In 2002, we selected 8 drone colonies from one line and set up our isolated mating apiary about 100 miles from our home yard.   We grafted from the 8 pure queens to produce pure stock and open stock. The pure queens were mated with the drones from our drone colonies selected previously in our isolated apiary, and were used to requeen most of our colonies; and to produce a limited number of 4-frame nucs with pure Russian queen, for those queen breeders and producers who wished to get an early start at grafting next spring. The open mated queens were mated with Ontario drones from our own apiaries, where we produce 4-frame nucs destined for next spring sales. I did not evaluate this stock extensively yet. This will be the task laid out for me in 2003. So you can see that it takes 3 or 4 seasons to really get going and begin to anticipate some improvements results.

For now, all I can say is that the Russian stock shows some promise and right now, it is behaving normally, or average, concerning the general traits desirable for a colonies of bees.
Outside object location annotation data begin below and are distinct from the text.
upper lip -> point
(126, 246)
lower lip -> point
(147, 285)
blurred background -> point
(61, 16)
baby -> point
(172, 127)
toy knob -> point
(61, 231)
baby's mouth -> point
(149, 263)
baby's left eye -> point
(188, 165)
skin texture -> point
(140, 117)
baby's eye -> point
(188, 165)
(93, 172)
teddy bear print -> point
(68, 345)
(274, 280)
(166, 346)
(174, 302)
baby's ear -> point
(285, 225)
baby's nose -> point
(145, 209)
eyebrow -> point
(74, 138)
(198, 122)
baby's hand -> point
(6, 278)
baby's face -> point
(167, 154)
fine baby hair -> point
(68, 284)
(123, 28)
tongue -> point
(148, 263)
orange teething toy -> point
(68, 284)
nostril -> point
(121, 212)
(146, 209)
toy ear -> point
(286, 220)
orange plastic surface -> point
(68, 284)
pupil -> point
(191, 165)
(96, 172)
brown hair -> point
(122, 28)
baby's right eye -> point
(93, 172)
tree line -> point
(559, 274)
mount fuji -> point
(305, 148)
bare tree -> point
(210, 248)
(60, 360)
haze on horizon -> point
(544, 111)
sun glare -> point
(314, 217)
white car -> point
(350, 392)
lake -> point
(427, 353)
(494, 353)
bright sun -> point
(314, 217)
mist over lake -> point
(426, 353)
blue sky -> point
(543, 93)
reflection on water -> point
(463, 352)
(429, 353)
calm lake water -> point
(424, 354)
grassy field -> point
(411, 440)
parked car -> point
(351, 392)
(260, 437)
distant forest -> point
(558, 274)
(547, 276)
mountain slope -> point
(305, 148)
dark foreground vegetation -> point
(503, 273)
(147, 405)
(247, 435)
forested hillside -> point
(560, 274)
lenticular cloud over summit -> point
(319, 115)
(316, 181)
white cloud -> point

You may get some bad colonies and some excellent colonies.   The traits are not fixed like with other stable strains. This is what I observed in my operation with the Russian stock: some queens were below expectations, some performed surprisingly well, especially the open mated with Ontario drones (cross). I even tested some of those mix-strain queens, because they were so good in terms of honey production and gentleness. This is part of the deal, we have to be patient and give it some time.

Hopefully, we can benefit from this extensive research project. It is there for all Canadian beekeepers to utilize. Enjoy if you dare!